Monday, November 23, 2009

MEMC completes SunEdison acquisition

ST. PETERS, USA: MEMC Electronic Materials Inc., a leading provider of silicon wafers to the semiconductor and solar industries, has completed the acquisition of privately held Sun Edison LLC, a developer of solar power projects and North America's largest solar energy services provider.

As previously disclosed, the purchase price of $200 million was paid 70 percent in cash and 30 percent in MEMC stock, plus certain retention payments, transaction expenses, and the assumption of net debt.

"This acquisition further enhances our positioning in the solar industry," said Ahmad Chatila, CEO of MEMC. "Renewable, clean solar energy is still in its infancy as a growing global industry. Our role in reducing costs in both the components of solar modules and well as the actual solar plants will help to further accelerate this growth."

"Our strategy is to drive revenue growth for our wafer business while SunEdison produces a recurring revenue stream from solar generated electricity. At the same time, SunEdison can directly benefit from the technological and cost advances that we are helping to create with continuing improvements in silicon wafer technology. This acquisition is the beginning of an exciting new chapter in the successful 50 year history of MEMC."

SunEdison is based in Beltsville, Maryland and employs approximately 300 people worldwide. It "simplifies solar" by managing the development, financing, operation and monitoring of solar power plants for commercial customers, including many national retail outlets, government agencies, and utilities.

In a typical structure, SunEdison arranges third party, non-recourse financing for the facility and the customer has no upfront capital outlay. With one of the strongest brands in solar, SunEdison will continue to operate with the SunEdison name, as a subsidiary of MEMC.

Other events
MEMC announced that, in connection with the acquisition of Sun Edison LLC, the Company granted special inducement grants under its 2009 Special Inducement Grant Plan to retain certain SunEdison employees (224 in total) as employees of MEMC and its newly acquired SunEdison business unit.

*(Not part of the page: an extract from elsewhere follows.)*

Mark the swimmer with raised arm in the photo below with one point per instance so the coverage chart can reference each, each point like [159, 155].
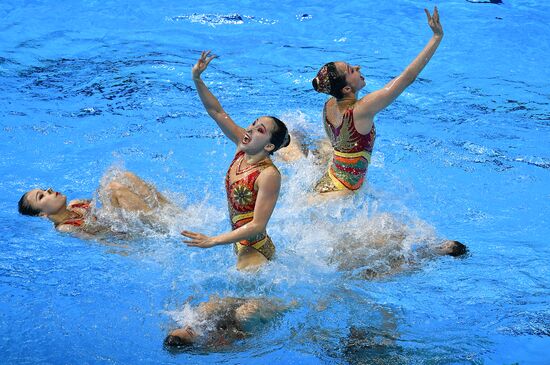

The Company granted an aggregate of 584,372 restricted stock units, which vest on the first anniversary of the Closing, subject to such employees being employed by MEMC and/or the SunEdison business unit on such date.

The Company also granted an aggregate of 1,644,529 restricted stock units, which are subject to vesting requirements based on both performance and time. The performance requirements are tied to the same metrics as the earnout contemplated by the merger agreement.

Assuming the performance requirement is achieved, (i) 34 percent of such earned grants will vest on the date that MEMC determines to be the issue date following the end of the earnout period; (ii) 33 percent of such earned grants will vest on December 31, 2011; and (iii) the remaining 33 percent of such earned grants will vest on December 31, 2012, assuming that the subject employee is employed by MEMC or the SunEdison business unit as of those dates.

The Company's Board of Directors approved the 2009 Special Inducement Grant Plan based on the employment inducement exemption provided under the NYSE listing standards. As a result, the Plan did not require shareholder approval, and this press release is being issued pursuant to applicable NYSE guidance.